Shuttling between a Christian and a MELS vocabulary, Freire continues: "Conversion of the people requires a profound rebirth. ... Only through comradeship with the oppressed can the converts understand their characteristic ways of living and behaving, which in diverse moments reflect the structure of domination" (p.61). Diverse social ills are laid at the feet of the oppressor-oppressed dialectic: When the oppressed man beats his children or drinks too much, it's because of the oppressor (p.65). "It is only when the oppressed find the oppressor out and become involved in the organized struggle for their liberation that they begin to believe in themselves" (p.65). And that realization cannot be bestowed, it cannot be propagandized, it can only be realized through dialogue (p.67), which must express the consciousness of the students themselves (p.69).

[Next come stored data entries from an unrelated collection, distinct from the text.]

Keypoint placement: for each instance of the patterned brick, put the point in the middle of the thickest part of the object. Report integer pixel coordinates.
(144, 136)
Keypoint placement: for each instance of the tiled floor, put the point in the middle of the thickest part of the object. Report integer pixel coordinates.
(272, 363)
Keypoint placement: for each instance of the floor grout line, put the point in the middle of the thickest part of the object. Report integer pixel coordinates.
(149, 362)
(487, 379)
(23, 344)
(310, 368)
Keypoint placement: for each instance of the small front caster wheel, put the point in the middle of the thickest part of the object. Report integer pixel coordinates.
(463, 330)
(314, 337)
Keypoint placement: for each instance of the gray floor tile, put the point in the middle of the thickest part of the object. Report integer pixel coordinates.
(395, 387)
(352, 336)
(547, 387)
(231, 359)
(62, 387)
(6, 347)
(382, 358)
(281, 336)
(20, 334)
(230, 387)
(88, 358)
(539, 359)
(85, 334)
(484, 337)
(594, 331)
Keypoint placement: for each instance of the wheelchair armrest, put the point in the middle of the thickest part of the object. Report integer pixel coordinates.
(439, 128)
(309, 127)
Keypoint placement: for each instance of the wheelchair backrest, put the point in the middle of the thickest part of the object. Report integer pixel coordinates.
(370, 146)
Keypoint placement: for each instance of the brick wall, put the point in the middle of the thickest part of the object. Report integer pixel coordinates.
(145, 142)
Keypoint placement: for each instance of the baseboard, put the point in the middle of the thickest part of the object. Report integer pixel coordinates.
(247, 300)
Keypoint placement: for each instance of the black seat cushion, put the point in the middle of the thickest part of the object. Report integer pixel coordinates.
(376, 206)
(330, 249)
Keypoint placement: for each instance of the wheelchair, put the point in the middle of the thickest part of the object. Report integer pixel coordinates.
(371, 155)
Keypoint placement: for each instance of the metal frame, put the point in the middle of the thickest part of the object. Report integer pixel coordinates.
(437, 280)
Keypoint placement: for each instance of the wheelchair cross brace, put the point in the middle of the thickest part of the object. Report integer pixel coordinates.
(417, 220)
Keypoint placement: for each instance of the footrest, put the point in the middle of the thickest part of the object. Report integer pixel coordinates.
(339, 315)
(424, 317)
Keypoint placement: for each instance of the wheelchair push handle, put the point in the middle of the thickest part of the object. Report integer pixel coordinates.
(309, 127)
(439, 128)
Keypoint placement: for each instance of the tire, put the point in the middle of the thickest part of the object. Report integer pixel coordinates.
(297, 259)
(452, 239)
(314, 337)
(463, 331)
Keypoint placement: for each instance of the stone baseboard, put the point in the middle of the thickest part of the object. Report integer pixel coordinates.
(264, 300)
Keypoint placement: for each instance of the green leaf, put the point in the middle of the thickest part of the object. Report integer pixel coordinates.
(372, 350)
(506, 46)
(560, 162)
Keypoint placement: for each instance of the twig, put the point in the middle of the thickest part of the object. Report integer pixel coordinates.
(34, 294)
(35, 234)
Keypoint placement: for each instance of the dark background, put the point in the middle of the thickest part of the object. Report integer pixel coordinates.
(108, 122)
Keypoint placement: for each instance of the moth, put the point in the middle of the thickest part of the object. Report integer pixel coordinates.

Later, Freire argues that this dialogue leads to unity: "This affirmation [that oppressors and oppressed transform each other] might appear to imply division, dichotomy, rupture of the revolutionary forces; in fact, it signifies exactly the opposite: their communion" (p.129). And a few pages later: "Unity and organization can enable [the oppressed] to change their weakness into a transforming force with which they can re-create the world and make it more human" (p.145). These terms—communion, unity, organization—suggest what Freire has explicitly told us elsewhere: When he says dialogue, he's talking about dialectic, leading to a more densely woven unity. Give people the room to talk and they will listen to something similar to what evangelicals characterize as the "still small voice"—they will come to the same truth.
We can see why Matusov was initially enchanted by this idea, but we can also see how Freire eventually became involved in developing propagandic programs for totalitarian regimes. If Truth exists and you expect people to find it, what happens if they don't? You have to give them hints. And if they don't take your hints—if their dialogue doesn't lead to your conclusions? Clearly they have not listened to the "still small voice" or they have consciously decided to side with the oppressor. Evangelicals understand this willful disobedience as taking sides against God, leading to Hell; Stalin characterized it as counterrevolutionary activity, leading to the Gulag. Freire, for his part, doesn't even seem to entertain the possibility that dialogue would lead to somewhere other than his conclusions!
I've been a bit harsh in this review, and I expect my view is colored by my recent research in Soviet history as well as my evangelical upbringing. Certainly you should read this classic text as well and draw your own conclusions. In Bakhtin's terms, I invite you to enter this dialogue and see if it is internally persuasive for you.